Document Type

Thesis

Publication details

Thatcher, S 2004, 'Service optimisation : an exploration of contemporary servicing and sourcing strategies and associated information technology solutions', DBA thesis, Southern Cross University, Lismore, NSW.

Copyright S Thatcher 2004

Abstract

Global financial and other organisations have and continue to establish call center and back office servicing capacities in Asia to complement their existing ‘domestic’ (US, UK, Australia, Canada etc) operations and supplement their in house deficiencies. They use both third party and proprietary suppliers for the provision of these services, enabling levels of capital investment and risk to be strategically managed. Through these strategic sourcing approaches, organisations have been able to yield significant performance benefits, while realising operational savings of 30% or more. However, there is little information in the extant literature about the technology and telecommunications solutions supporting these efforts and, as such, the following research problem was identified and examined:

Why do global financial organisations leverage Asian based suppliers for the provision of front office and back office services and how effective are the technologies solutions supporting these?”

Following an extensive review of the contemporary extant literature relating to call center and back office servicing, core versus non core business and sourcing strategies, coupled with existing and emerging technology and telecommunications systems and solutions, a theoretical framework was developed. In particular, the following five key research issues were identified and subsequently explored in this research:

What is a service optimisation initiative and why do organisations pursue these in Asia?

Which Asian markets are leveraged and what factors influence the decisions to utilise third party versus proprietary service providers?

What influences the technology solutions employed and why?

How do the existing technologies solutions perform and are they optimal?

How should the technologies solutions perform and what factors should influence the design?
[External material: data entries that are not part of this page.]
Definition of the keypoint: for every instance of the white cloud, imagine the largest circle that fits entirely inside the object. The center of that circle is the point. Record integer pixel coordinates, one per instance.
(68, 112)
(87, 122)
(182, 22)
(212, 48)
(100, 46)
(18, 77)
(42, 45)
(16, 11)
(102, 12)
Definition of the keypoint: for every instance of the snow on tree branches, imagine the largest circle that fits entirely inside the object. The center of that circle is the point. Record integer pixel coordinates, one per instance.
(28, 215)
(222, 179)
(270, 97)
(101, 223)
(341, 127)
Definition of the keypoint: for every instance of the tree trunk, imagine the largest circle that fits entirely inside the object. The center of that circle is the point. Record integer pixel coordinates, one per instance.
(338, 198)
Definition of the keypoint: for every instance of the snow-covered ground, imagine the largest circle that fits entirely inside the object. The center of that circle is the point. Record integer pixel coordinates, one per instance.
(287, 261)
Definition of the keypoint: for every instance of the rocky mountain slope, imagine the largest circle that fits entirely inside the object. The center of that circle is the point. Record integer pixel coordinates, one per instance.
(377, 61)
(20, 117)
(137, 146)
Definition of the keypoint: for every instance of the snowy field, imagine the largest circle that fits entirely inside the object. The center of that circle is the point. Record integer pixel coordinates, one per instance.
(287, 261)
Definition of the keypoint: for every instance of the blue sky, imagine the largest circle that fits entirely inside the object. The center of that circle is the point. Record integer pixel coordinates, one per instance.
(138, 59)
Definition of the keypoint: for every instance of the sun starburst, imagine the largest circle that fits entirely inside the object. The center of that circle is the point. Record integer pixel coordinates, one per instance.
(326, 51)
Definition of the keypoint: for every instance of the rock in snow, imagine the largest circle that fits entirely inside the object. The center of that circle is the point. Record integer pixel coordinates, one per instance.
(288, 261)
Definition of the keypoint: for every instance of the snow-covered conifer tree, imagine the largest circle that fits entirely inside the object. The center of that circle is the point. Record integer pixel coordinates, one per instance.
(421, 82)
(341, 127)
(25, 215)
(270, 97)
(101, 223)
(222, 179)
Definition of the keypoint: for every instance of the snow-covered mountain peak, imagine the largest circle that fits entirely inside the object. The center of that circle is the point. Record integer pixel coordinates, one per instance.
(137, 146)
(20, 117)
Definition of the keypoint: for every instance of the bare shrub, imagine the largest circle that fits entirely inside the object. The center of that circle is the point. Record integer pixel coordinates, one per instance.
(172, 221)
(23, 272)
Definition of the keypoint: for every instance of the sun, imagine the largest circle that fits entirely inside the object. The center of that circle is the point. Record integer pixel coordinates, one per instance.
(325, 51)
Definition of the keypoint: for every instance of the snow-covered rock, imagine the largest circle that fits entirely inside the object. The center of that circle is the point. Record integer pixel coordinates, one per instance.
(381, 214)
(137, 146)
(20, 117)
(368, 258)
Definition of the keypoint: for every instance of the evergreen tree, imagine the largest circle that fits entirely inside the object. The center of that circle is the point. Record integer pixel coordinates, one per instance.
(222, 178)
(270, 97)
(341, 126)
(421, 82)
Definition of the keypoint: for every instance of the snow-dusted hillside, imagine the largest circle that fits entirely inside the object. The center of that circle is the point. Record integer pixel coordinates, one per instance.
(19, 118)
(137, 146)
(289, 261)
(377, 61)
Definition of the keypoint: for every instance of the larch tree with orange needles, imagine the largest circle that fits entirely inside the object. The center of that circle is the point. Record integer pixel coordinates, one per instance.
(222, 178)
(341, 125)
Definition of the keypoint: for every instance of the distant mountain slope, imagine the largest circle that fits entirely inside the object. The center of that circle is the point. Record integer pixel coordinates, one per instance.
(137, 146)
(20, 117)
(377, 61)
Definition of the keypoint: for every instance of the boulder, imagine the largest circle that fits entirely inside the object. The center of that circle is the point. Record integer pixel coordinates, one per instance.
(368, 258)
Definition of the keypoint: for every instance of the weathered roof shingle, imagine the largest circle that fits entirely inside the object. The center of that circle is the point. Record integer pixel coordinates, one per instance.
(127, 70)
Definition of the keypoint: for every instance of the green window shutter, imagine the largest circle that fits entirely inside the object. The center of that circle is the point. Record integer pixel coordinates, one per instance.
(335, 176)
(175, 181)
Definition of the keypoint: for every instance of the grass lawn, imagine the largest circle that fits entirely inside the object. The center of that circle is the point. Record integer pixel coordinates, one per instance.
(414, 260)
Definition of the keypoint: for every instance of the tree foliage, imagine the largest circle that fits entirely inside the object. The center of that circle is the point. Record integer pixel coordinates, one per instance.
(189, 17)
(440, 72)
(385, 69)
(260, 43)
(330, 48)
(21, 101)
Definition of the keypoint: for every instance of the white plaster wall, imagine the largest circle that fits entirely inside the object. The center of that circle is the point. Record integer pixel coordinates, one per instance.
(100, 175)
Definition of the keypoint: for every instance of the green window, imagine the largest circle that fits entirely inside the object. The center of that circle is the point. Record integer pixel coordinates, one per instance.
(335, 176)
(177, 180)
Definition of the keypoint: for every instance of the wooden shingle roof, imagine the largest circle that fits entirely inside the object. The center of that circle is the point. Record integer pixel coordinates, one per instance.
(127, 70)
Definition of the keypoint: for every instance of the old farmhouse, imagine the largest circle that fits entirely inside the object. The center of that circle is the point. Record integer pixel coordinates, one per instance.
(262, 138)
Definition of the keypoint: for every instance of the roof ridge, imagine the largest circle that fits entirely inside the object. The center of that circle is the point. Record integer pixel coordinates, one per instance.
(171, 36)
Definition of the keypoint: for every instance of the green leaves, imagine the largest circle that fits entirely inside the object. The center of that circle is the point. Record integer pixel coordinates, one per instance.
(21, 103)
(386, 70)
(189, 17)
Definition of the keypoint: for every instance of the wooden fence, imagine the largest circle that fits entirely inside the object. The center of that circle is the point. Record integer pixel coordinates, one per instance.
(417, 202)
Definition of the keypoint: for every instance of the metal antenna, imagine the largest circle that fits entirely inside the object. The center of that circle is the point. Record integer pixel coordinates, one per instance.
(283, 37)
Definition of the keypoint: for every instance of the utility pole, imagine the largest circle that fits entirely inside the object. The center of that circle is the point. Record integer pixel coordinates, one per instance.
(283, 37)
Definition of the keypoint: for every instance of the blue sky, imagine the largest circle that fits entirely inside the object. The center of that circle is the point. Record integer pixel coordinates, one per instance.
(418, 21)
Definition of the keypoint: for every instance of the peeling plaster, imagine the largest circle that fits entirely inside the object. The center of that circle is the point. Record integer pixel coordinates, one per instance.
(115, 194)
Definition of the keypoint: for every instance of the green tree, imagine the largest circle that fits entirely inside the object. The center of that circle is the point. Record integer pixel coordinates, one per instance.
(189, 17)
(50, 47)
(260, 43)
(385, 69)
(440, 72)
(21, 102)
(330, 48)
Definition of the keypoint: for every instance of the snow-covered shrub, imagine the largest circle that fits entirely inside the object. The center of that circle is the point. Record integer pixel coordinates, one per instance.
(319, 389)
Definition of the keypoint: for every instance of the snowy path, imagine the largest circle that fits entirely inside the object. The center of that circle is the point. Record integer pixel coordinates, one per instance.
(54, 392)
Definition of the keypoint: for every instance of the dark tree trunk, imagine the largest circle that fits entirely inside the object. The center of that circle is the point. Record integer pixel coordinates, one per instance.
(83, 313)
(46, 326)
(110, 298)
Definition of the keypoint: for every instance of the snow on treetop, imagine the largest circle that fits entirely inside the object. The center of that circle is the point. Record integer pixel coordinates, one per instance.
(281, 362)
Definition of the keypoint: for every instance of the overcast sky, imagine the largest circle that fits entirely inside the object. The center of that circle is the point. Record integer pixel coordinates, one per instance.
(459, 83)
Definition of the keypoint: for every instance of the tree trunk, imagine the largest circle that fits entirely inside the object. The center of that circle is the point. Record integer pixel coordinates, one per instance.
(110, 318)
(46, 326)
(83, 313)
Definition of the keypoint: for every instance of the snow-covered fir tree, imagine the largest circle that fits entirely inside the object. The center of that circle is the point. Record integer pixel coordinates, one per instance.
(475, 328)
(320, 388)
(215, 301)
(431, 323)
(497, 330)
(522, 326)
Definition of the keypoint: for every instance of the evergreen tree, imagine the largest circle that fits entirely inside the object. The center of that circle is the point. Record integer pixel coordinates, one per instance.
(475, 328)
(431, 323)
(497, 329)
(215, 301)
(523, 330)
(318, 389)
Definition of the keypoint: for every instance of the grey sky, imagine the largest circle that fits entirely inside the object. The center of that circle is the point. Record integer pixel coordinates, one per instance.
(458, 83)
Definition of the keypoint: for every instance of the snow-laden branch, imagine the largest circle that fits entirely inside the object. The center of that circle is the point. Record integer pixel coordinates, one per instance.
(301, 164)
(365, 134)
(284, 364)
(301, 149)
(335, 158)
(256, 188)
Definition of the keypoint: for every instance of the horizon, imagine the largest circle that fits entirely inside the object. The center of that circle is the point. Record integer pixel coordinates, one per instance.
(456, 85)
Based on the information available in the extant literature and with particular regard to the technology and telecommunications solutions supporting the development of call center and back office servicing capacities in Asia, it was clear that these areas were under-researched or pre-paradigmatic. As a result, a theory building approach leveraging a qualitative research methodology was developed for this research. Specifically, a holistic multi case approach focused on one organisation, three strategic business units and ten instances (cases) of developing ‘off shore’ (non US, UK, Australian or Canadian) servicing capacities was used.

Data was collected from the ten cases of developing off shore servicing capacities through convergent and in-depth interviews. Five interviews per case were undertaken with purposefully selected ‘information-rich’ participants, including senior sponsors or champions at Vice President or Director level, program directors and business and technical subject matter experts. The data collected through these interviews was transcribed and presented in matrices and tables allowing cross case and cross cluster analyses to be undertaken.

The research findings were subsequently compared and contrasted with information present in the extant literature and specific contributions to the ‘body of knowledge’ identified. Firstly, a clear definition of ‘service optimisation’ was derived, along with the utility of financial slack to enable strategic growth. Secondly, it was found that India and the Philippines are primary sourcing markets because of relevant resource abundance and financial arbitrage. In addition, geopolitical risk management and available capacities were found to underpin the selection of proprietary versus third party service providers.

Next, it was found that business stakeholders influence the technology solutions implemented during proof of concept or pilot efforts and that there is little attention applied to reengineering these once they are in place, even though they are considered suboptimal. It was also found that the ‘piece meal’ approach to establishing these capacities using isolated proof of concept technology and telecommunications resulted in significant complexity, redundancy and cost, with little opportunity to account for these ‘facilities’ on a consumption basis. Finally, it was found that contemporary publicly available technology and telecommunications solutions procured as ‘managed services’ would enable optimisation. Moreover, the provision of these sorts of services from specialist suppliers who have economies and expertise is expected to offer improved performance and flexibility with reduced risk in a ‘user pays’ consumption model.

In addition to the contributions highlighted above, this empirically based research establishes a foundation for subsequent ‘green field’ efforts. In particular, it offers additional information around the notion of optimisation and how significances in existing models may vary or change in alternate circumstances. In this respect, this research offers empirically founded considerations for organisational strategy, with a particular focus on the development of ‘remote’ call center and back office servicing capacities.